Raised Hands Practice
One of the basic forms that you learn as a beginner is Raised Hands Stance. This month we will take a look at a more advanced way to practice this form, allowing you to raise the level of energy in your practice of this form, as well as give you some practice principles to apply to all of your form practice.
To review the basic form, start from Preparation Form, inhale and step out to the right, heel first, foot 45° outward. At the same time turn your palms upward, and as you exhale and shift your weight to the right foot, circle the palms back and downward. Inhale and step up with the left foot, toes straight forward bringing the arms around in a gathering motion, then, exhale and sink until your left arm is 45° up from the elbow in front of you, the right arm farther back, palm facing the left elbow. Inhale and rise, the elbows going slightly out and up, as if resting on top of a ball. Exhale and sink, letting that ball contract, the elbows returning to the starting point. Most of the weight should be on the rear leg, and when you rise and sink, remain suspended, with no change in weight placement. A common error is to shift the weight toward the front leg when rising, and again to the rear leg when sinking.
To take this form to the next level, after gathering and beginning to sink into posture, exhale and let the energy sink all the way into the Earth, and bring the elbows slightly back toward you. The idea is to pull all the outside energy in and then let it sink all the way into the Earth. As the energy sinks down, feel it bring your posture with it. The sinking energy should be what makes your posture sink, the elbows come back.
From here, let it come back up and flow all the way to the tips of the fingers, as you inhale and rise. Let the arms extend slightly away from you as you do this, the weight shifting slightly forward. Feel the energy as it flows to the fingertips and pulls you forward. Again, it should be the flow that causes the posture to rise, the fingertips to move forward. You want your movement to become pure flow.

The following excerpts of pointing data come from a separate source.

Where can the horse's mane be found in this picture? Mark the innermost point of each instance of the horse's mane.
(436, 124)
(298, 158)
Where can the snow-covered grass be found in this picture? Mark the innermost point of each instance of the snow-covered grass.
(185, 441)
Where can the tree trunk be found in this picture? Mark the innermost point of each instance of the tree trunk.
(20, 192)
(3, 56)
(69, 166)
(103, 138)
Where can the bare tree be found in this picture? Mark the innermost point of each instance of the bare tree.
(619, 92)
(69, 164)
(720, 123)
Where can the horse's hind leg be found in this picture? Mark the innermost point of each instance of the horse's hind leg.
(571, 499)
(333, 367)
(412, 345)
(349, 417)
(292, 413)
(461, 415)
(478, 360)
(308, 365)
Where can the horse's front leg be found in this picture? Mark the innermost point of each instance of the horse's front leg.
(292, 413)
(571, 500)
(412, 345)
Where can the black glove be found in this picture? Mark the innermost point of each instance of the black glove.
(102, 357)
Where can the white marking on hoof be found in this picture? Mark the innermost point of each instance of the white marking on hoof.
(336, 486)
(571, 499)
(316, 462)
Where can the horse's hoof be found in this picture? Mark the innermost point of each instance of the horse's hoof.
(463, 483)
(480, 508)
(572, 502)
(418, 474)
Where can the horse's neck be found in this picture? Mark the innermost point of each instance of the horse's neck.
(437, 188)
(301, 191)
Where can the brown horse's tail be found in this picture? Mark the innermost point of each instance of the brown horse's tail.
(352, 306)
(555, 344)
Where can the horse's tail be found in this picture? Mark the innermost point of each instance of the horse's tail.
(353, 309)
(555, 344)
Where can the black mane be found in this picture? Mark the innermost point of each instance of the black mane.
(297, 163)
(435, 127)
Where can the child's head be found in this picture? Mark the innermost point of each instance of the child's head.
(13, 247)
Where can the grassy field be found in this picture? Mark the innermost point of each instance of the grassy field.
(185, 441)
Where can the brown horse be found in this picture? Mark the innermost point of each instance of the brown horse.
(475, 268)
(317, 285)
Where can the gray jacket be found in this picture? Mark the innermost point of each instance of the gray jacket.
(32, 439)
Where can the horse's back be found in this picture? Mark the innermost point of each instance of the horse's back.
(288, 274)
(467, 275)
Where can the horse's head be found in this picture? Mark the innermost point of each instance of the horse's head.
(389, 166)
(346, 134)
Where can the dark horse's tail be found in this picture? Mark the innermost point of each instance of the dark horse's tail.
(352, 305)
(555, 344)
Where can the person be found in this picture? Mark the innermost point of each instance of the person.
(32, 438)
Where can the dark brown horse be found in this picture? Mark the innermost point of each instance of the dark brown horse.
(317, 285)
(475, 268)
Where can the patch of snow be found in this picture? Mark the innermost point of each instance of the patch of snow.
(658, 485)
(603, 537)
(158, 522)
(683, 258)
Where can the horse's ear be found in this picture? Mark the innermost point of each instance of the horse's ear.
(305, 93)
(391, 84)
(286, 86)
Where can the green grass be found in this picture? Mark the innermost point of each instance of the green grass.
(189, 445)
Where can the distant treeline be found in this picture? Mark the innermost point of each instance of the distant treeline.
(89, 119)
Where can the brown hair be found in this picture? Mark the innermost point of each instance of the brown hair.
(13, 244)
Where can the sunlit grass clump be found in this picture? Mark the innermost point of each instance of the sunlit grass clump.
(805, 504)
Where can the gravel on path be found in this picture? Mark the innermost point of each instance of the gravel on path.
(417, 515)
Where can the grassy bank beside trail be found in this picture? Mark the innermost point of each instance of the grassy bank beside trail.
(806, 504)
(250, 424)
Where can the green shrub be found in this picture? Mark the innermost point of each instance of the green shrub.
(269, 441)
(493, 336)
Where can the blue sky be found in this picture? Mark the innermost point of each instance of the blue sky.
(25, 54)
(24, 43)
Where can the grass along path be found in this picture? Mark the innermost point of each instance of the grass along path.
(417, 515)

Next, let the energy sink back down to the Dan Tian as you settle into posture. This time however, you want to try and feel a point about two thirds of the way back, between the front and rear feet. You have to feel this point, and it will take a while for you to find it. At first you may want to shift slightly forward and backward, trying to feel where the posture "clicks into" the right spot. You want your posture to rest on this point, not on the back leg. This will feel entirely different than resting your weight on the back leg. When you finally can find this point, your motion up and down, expanding and contracting will stop, as you will feel as if you do not want to move at all. The expansion and contraction, rising and sinking will be purely on the level of energy flow, and physical motion will not be necessary.
This type of result is what you are after in all of your Taichi Forms. Remember that the Forms are only a guide to help you feel the energy flow, and only a means to an end. As the Taichi Classics say, you want to go from no form, to form, to no form. You come to Taichi knowing no forms. You do your beginning level practice, learning forms to help you regain your natural energy flow, but then, as you get to higher levels of practice, do more meditation to attain a true state of no form. That is the true goal of your Taichi practice, and why so much focus is placed in internal work in your Taichi training. Try and raise all of your form practice to this level.